In Uzbekistan’s ancient Samarkand, Putin was hoping to break through his international isolation and further cement his ties with Chinese President Xi Jinping in a geopolitical alliance increasingly seen as potent counterweight to the Western powers.
Putin and Xi were due to meet one-on-one and discuss Ukraine, according to the Russian president’s foreign affairs adviser.
In Kyiv, Zelenskyy was shrugging off a traffic collision the previous night that left him with no major injuries, officials said. On the agenda was a meeting with European Union chief Ursula von der Leyen, who once more showed full commitment to Ukraine’s cause.
Von der Leyen said she would address “how to continue getting our economies and people closer while Ukraine progresses towards accession” to the bloc, which is likely still years away in even the best of circumstances.
While Russian forces in some areas are increasingly being pushed back toward the border, Russia is still striking from behind the front line. It fired missiles at the dam of the reservoir close to Zelenskyy's birthplace, Kryvyi Rih, forcing local authorities into emergency works to make sure there was no threat to the population.
The head of Kryvyi Rih, Oleksandr Vilkul, said Thursday that officials blew up two dams to help the river flow and added levels had begun to subside. Authorities continue their search and rescue efforts.
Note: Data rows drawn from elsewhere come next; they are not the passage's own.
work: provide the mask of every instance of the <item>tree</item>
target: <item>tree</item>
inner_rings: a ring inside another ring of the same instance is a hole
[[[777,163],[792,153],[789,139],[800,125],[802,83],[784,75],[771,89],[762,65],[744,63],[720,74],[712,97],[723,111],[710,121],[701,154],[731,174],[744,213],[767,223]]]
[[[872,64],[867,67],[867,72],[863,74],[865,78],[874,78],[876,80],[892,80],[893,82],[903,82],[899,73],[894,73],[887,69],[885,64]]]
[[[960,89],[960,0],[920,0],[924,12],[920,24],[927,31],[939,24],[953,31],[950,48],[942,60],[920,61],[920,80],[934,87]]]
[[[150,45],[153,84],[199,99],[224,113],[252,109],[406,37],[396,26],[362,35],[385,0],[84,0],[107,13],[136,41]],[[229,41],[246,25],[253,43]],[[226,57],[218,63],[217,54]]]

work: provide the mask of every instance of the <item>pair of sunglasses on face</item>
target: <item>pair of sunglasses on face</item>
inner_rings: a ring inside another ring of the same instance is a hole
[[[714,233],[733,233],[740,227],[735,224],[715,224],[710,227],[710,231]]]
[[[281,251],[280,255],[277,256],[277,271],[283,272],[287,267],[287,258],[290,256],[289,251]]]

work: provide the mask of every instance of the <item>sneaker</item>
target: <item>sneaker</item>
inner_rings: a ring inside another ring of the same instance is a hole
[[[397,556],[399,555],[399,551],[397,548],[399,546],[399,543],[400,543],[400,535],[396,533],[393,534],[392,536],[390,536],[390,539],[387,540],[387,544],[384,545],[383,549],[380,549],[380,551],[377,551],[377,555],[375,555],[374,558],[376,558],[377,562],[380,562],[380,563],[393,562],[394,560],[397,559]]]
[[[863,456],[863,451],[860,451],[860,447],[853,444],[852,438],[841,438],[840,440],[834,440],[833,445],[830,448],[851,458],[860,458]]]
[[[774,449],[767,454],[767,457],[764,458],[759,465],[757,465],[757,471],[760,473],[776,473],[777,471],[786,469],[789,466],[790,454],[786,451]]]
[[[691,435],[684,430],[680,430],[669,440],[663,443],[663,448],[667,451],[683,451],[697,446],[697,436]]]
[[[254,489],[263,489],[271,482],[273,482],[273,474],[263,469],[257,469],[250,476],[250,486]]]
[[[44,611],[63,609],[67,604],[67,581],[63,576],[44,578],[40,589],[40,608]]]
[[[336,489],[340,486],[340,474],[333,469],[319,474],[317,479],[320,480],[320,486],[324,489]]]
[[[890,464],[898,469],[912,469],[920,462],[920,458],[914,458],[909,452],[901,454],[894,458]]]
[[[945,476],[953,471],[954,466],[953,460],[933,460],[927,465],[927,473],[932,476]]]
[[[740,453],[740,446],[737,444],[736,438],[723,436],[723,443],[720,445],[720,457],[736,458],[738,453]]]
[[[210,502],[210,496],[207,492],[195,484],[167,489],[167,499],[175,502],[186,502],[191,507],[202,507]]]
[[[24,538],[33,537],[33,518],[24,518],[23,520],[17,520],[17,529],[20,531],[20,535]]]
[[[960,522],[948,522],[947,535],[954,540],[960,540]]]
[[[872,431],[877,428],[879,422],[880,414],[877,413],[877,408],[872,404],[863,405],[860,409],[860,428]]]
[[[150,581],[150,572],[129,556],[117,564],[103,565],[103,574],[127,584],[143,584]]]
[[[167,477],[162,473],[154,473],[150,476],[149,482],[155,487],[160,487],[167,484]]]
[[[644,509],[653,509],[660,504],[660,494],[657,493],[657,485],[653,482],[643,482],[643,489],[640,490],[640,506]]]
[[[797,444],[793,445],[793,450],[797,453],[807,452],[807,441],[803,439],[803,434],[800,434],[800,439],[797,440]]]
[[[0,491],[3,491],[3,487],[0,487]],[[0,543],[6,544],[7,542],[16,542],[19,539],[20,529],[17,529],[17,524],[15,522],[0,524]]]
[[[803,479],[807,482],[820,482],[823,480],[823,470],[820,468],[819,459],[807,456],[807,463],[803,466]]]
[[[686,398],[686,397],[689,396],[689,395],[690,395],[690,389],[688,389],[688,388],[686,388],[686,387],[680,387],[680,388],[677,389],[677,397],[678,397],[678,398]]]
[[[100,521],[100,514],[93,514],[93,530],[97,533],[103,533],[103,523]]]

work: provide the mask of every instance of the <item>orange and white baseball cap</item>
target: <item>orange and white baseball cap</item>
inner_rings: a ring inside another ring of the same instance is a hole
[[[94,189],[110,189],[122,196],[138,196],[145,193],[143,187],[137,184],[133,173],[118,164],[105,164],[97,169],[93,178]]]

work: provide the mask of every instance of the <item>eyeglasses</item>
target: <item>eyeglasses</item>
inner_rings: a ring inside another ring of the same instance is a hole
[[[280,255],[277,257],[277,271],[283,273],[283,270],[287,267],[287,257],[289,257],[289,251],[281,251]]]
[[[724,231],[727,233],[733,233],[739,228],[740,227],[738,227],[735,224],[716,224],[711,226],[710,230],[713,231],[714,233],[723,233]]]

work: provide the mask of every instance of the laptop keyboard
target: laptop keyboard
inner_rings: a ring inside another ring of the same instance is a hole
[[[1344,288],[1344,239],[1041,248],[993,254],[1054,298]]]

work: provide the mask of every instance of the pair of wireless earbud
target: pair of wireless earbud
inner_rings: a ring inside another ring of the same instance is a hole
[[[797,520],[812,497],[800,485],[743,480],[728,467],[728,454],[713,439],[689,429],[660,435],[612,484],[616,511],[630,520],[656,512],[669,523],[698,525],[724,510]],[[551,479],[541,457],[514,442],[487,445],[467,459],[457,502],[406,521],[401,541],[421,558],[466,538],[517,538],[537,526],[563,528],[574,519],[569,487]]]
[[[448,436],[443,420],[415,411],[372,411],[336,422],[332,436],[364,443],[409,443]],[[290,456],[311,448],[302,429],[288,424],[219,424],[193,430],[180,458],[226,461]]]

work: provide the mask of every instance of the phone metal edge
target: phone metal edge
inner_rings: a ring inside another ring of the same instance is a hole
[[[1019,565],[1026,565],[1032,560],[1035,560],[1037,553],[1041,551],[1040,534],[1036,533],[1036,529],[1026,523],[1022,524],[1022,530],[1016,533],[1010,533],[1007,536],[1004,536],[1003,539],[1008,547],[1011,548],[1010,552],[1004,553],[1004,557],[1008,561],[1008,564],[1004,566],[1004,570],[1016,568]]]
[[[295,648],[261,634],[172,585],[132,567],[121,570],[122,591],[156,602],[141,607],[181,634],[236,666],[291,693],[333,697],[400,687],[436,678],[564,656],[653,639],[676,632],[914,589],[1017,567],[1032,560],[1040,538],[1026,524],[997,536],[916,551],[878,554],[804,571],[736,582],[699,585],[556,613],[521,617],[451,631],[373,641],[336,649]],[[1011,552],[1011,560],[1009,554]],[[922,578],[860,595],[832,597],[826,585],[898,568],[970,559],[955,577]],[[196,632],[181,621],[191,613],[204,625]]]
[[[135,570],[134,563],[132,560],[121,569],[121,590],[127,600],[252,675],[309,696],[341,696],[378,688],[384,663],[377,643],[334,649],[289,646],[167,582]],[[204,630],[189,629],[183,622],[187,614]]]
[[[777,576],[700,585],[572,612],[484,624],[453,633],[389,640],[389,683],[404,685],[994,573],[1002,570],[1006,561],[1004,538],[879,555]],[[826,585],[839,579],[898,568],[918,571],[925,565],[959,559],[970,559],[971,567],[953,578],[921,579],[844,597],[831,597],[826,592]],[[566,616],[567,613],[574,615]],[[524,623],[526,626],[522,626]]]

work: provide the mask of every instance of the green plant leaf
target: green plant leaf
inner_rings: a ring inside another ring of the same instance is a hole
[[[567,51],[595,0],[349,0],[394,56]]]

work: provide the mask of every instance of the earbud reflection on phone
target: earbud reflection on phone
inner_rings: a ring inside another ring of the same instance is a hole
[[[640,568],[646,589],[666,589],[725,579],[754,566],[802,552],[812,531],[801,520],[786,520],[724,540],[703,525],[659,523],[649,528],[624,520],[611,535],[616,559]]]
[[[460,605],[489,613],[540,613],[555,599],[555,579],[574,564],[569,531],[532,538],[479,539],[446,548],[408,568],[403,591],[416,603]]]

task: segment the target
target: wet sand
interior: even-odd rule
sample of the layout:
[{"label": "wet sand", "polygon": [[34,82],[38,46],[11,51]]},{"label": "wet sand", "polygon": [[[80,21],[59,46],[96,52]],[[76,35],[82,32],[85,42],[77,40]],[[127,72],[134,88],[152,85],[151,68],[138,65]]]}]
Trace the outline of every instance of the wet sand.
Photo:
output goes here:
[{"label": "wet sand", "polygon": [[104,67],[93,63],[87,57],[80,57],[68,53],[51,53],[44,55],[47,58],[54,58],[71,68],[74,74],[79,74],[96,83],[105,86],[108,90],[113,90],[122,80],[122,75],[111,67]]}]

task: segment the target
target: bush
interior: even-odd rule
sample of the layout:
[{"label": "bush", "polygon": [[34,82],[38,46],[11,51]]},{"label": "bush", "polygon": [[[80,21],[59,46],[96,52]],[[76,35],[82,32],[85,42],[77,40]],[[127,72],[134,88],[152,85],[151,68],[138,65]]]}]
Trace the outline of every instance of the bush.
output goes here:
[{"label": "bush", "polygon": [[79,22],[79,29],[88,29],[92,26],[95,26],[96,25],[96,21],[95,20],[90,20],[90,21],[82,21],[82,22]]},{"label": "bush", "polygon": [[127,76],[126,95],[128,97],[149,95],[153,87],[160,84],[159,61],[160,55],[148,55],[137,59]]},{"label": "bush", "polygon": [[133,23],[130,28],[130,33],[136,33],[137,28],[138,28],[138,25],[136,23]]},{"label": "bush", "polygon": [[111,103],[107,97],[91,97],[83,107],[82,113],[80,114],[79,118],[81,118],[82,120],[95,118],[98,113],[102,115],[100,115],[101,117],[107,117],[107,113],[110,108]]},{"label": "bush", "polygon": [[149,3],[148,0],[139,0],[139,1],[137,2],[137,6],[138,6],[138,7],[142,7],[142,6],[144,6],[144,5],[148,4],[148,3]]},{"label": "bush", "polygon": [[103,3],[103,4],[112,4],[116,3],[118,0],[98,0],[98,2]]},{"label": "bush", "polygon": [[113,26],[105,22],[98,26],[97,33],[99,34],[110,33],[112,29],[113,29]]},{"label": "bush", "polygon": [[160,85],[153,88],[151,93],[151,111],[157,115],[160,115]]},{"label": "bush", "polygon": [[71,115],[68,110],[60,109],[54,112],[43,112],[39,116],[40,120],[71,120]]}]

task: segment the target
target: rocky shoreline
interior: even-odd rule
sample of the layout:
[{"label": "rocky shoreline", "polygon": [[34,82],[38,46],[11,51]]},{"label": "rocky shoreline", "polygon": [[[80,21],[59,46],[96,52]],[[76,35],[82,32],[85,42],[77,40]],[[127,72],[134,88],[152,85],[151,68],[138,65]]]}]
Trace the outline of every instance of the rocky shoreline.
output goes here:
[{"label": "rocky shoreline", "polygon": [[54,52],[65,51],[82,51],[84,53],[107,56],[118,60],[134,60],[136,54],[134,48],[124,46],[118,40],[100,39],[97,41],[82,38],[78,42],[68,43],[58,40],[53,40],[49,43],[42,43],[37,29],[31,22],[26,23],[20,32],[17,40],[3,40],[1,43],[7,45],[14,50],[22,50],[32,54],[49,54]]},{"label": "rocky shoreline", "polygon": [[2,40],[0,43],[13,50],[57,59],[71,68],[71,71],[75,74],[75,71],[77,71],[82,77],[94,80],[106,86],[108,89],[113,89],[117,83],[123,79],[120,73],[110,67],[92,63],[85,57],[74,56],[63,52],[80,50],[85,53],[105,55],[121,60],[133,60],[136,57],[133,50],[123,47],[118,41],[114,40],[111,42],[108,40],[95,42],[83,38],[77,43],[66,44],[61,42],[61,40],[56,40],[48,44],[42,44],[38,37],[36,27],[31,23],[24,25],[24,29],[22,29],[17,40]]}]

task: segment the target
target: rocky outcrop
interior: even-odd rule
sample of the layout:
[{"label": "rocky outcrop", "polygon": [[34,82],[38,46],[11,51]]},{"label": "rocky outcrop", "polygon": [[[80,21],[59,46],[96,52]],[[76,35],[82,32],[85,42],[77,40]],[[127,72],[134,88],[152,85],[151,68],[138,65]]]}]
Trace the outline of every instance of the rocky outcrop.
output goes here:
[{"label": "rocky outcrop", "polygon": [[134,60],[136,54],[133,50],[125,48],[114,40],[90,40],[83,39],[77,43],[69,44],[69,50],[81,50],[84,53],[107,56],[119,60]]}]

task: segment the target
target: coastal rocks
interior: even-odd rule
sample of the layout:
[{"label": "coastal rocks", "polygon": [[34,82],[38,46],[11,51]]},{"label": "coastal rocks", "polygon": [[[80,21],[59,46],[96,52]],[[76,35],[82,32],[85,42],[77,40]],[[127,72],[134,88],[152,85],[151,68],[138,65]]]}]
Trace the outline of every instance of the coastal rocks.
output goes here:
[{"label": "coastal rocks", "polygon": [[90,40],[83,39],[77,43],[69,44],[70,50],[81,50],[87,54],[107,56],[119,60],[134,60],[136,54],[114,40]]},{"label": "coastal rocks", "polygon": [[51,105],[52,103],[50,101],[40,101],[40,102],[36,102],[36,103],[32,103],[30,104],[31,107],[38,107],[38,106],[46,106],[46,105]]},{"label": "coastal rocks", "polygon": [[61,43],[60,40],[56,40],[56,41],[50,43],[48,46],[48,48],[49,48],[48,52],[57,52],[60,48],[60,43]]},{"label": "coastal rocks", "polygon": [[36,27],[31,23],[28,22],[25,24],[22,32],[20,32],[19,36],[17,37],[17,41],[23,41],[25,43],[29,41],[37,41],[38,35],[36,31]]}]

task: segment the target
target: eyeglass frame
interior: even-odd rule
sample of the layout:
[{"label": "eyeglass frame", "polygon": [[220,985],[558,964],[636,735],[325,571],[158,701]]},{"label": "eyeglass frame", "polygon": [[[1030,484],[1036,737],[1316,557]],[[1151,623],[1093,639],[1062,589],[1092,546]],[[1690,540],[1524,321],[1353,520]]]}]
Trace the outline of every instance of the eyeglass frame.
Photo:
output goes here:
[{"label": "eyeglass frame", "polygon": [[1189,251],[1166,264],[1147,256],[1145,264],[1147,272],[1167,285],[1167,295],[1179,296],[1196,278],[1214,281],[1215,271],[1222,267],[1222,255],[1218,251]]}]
He did not elaborate.
The attack so close to his roots, angered Zelenskyy, saying the strikes had no military value.
"In fact hitting hundreds of thousands of ordinary civilians is another reason why Russia will lose,” he said in his nightly address late Wednesday.
Zelenskyy himself remained in a buoyant mood, saying late Wednesday that almost 400 settlements had been retaken in less that a week of fighting.
“It was an unprecedented movement of our warriors — Ukrainians once again managed to do what many considered impossible,” he said.
Zelenskyy is expected to ask for more Western military material which has been essential in driving the counteroffensive, and request even harsher sanctions against Moscow as the war drags on in its seventh month.
Despite the renewed Ukrainian vigor on the battlefield and the first rumblings of criticism at home, Putin is staying steadfast with his determination to fully subdue Ukraine, said German Chancellor Olaf Scholz.
After a phone call with Putin earlier in the week, Scholz said that “unfortunately, I cannot tell you that the realization has grown over there by now that this was a mistake to start this war.”
“There has been no indication that new attitudes are emerging there now,” he added.